Mas não é esse o centro da questão, e sim o peso que recai sobre o diretor. Afinal, não é todo dia que um brasileiro assume responsabilidades dessa tonelagem no mercado norte-americano. E, em uma entrevista ao Jornal do Brasil, Barreto deu, entre outras justificativas, que a interferência do estúdio prejudicou o filme, originalmente escrito, filmado e editado como uma sátira de humor negro, com final romântico. Aí veio a primeira projeção-teste, com uma audiência de meninas adolescentes. A reação não foi boa, e a Miramax decidiu refazer o início, na forma de uma comédia romântica, para que o público tivesse maior empatia pela protagonista. Assim, entre tons doces e amargos, o filme ficou desequilibrado, defende-se Barreto.
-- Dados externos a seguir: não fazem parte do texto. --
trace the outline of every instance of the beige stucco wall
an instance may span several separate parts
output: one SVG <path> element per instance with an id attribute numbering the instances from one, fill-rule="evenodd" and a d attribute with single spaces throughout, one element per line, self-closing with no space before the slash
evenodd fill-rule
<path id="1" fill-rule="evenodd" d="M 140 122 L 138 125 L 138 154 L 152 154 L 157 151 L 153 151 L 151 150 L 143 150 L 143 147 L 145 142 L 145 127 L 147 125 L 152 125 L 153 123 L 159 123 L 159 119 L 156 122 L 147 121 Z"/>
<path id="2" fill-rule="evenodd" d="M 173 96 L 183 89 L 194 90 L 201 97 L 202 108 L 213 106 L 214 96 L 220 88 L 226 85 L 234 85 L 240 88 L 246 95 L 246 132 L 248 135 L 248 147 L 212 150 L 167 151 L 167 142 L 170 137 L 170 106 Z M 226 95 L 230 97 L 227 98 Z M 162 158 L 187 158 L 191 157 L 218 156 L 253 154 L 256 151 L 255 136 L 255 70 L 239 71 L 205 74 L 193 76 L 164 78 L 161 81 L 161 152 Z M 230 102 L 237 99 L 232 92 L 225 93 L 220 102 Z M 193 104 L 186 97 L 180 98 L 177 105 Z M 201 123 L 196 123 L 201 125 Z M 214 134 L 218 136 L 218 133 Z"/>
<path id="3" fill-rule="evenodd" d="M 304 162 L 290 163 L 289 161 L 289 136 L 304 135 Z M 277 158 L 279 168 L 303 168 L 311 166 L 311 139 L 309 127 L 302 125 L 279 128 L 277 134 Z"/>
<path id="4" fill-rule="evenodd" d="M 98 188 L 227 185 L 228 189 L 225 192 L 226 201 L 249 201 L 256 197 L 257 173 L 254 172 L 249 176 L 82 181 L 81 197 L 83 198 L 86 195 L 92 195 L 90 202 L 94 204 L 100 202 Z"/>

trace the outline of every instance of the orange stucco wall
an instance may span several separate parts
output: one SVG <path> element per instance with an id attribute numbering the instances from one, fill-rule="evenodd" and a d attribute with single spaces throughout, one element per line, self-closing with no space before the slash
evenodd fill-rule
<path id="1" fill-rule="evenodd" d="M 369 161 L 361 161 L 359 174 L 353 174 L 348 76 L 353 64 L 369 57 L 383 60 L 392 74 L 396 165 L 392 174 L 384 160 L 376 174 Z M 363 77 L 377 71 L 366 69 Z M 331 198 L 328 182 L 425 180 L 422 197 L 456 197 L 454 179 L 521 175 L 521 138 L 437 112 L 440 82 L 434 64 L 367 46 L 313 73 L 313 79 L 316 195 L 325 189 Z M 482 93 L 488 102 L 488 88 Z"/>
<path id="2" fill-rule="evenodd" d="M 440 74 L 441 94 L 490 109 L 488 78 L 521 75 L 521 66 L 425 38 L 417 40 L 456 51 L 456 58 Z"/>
E vendo o filme, compreendemos a posição do diretor. Algumas piadas investem, sim, no sarcasmo corrosivo - coisa que a maquiagem carregada e o kitsch ajudam a reforçar. E como em todo bom humor negro, as personagens são maltratados, zoados mesmo que indiretamente. Toda a condição do papel de Mike Myers - um instrutor estrábico que nunca chegou a comissário devido à sua condição física, apesar da nota máxima no exame teórico - deixa claro essa acidez que Barreto procurava. Mas a ela segue-se (por possível orientação dos executivos) uma sucessão interminável de canções melosas dos anos 80, pitadas de sentimentalismo e de flertes pueris. O Omelete cronometrou: em apenas vinte minutos de película, tocaram cinco músicas de menina ao fundo.

Resta lamentar. Voando alto já não era grande coisa, mas, se tivesse liberdade e controle de criação, o brasileiro poderia ter feito um Enfermeira Betty (Nurse Betty, de Neil LaBute, 2000) todo seu. Acontece que Barreto não trabalha no esquema independente de LaBute, mas sob a supervisão da gigante do setor. Por outro lado, o diretor não tem do que reclamar. Trabalha desde 1990 com filmes nos Estados Unidos. Ninguém no Brasil conhece como ele as engrenagens de Hollywood. E Barreto sabe que as regras do jogo, como os clichês de seu filme, são mais do que evidentes e manjadas.